To put this in visual perspective, to this scale, the arc of a circle of 20 metres diameter subtended by 1 degree from it’s centre would measure approximately 175 mm and this arc if drawn across this page would appear to most eyes as a straight line. Accordingly the line in the diagram below represents such an arc and the relative size and distribution of air molecules at Standard Temperature and Pressure according to Kinetic Theory.
In considering this situation in practical terms, it is quite clear that it would require an enormous number of directional, concentrated and sustained molecular collisions to move an object of this relative size even a fraction of a millimetre. This must occur on one part or side of the particle and must correspond to a lack of , or lesser number, of collisions occurring simultaneously on the opposing side of the particle.

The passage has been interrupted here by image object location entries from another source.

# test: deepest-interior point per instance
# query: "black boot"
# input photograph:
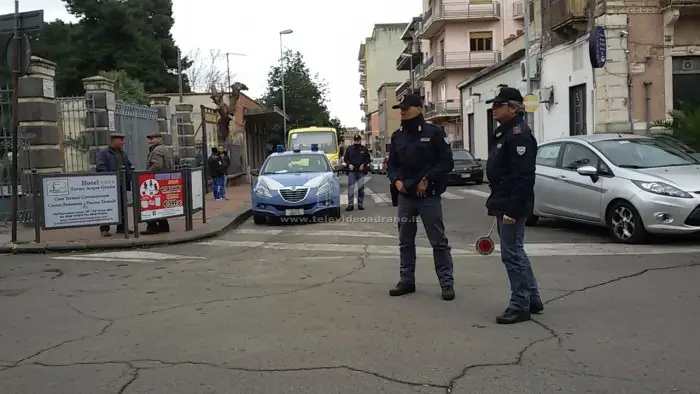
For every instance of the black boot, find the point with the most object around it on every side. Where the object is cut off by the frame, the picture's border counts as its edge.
(402, 289)
(511, 316)
(448, 292)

This concerted molecular movement would also have to be a relatively frequent one to produce the movement of particles as seen in Brownian Motion and it would need to be of a reasonable duration to overcome inertia. It would also be reasonable to assume that similar concerted movements of molecules would occur over the whole volume of the gas or liquid and not just in the vicinity of the particle concerned.
This is occurring in a gas where Kinetic Theory states that ‘because as many ( molecules ) move in one direction as another, the average velocity of the molecules is zero’.
It must be quite clear that, whatever any statistical laws may show, looking at this in practical terms the postulate that Brownian Motion of small particles, such as pollen, results from the collective collisions of individual molecules is preposterous.
So here today we have a situation where an phenomenon of movement of particles in gases and liquids, i.e. Brownian Motion, has influenced scientific thinking for over a hundred years. There are other such unexplained, and equally unimportant, phenomena in nature, St. Elmo’s Fire is an example.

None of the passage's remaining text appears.